The secrets to producing fine coffee

Good coffee is harvested one berry at a time, and only ripe berries that have turned red can be harvested. It is these berries that our factory chooses for coffee production.

We at Nakhly take control of our coffee beans at stages as early as harvesting. Some countries, like Brazil, harvest the stems at a certain stage of ripeness, leading to a mix of coffee berries that includes both ripe and unripe fruit. This makes the coffee taste quite poor. After gathering the coffee berries, the baskets of coffee are taken to a factory, where they are rinsed thoroughly. Then, they pass through a machine that removes the red husks from the cherry seeds, resulting in two seeds harvested for each berry. The berries are then processed through channels, which separate the seeds from the husks, and the seeds are then poured into large pools of water, to rinse them and soak them for some time. This has an affect on the taste of the coffee, and seeds that are soaked to early or too late can have an inferior taste. Afterwards, the seeds are rinsed one more time, and dried, either in the sun or in special drying machines. The process leaves a thick white film on the seeds, which has to be removed by placing the seeds in a de-husking machine. After this process, a golden coating remains on the beans. Some countries remove this film, while others let it remain, until the roasting process eventually removes it.

The wet method

The most important principle in this method is to keep the time from harvesting to processing to an absolute minimum. Processing begins when the coffee cherries, fresh from the fields, are rinsed thoroughly. The leaves and impurities are flushed out, the red husks are removed, and the seeds are soaked in special pools for a period of 18-36 hours (the soaking time depends on the temperature in that region). Afterwards, the seeds are dried, either in the sun or in enormous tanks, until the moisture content of the seeds reaches the desired level.
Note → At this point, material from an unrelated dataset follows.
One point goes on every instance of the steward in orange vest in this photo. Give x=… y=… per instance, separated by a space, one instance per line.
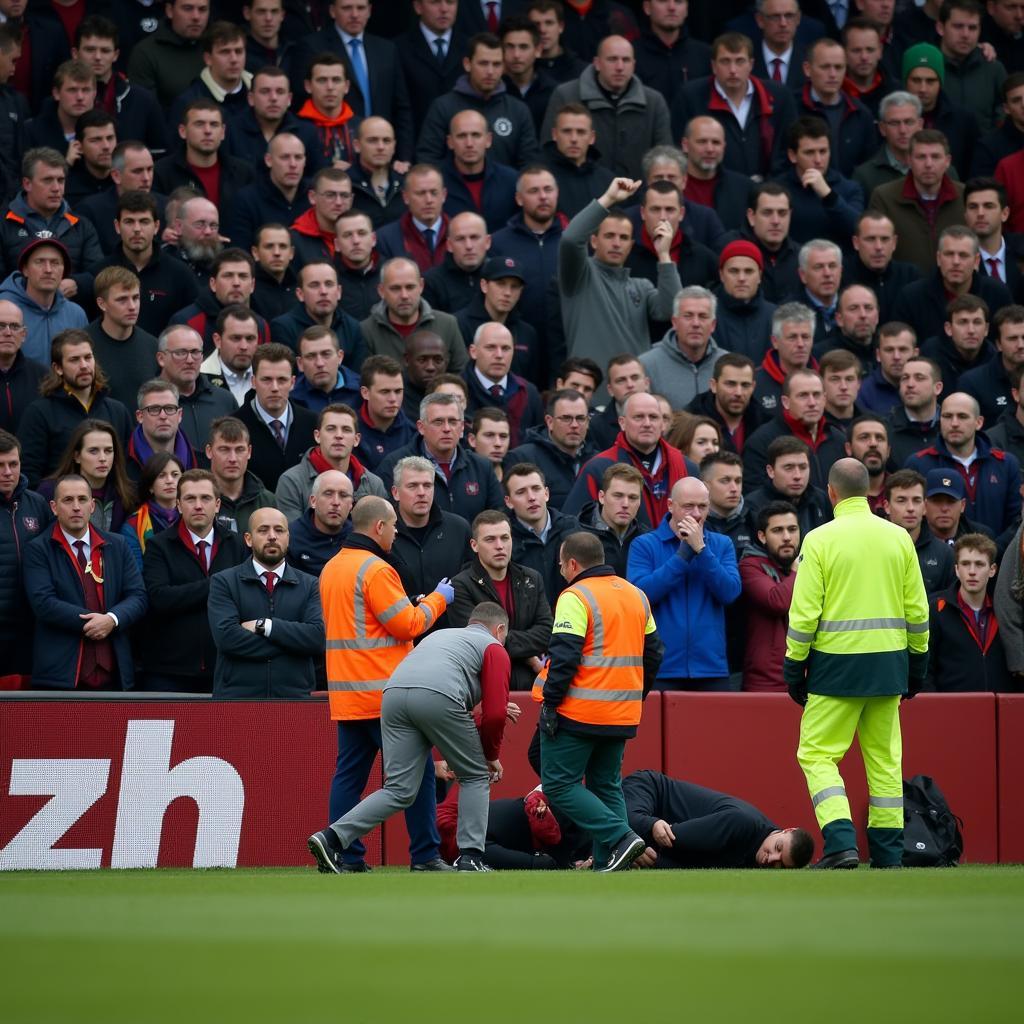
x=371 y=625
x=604 y=655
The seeds are stored in large storage tanks, and finally, the white film that forms on the seeds is removed right before the seeds are sold, since this film preserves the color and quality of the seeds.

The dry method

The difference between this method and the wet method lies in the harvesting. In dry processing, the berries are harvested when 70-80% of them have ripened, resulting in a mixture that contains green, unripe berries as well. The berries are then transferred for processing, where they are rinsed to remove leaves, sticks, dried berries and soil. The berries are then dried and de-husked, and they are now ready to be sold.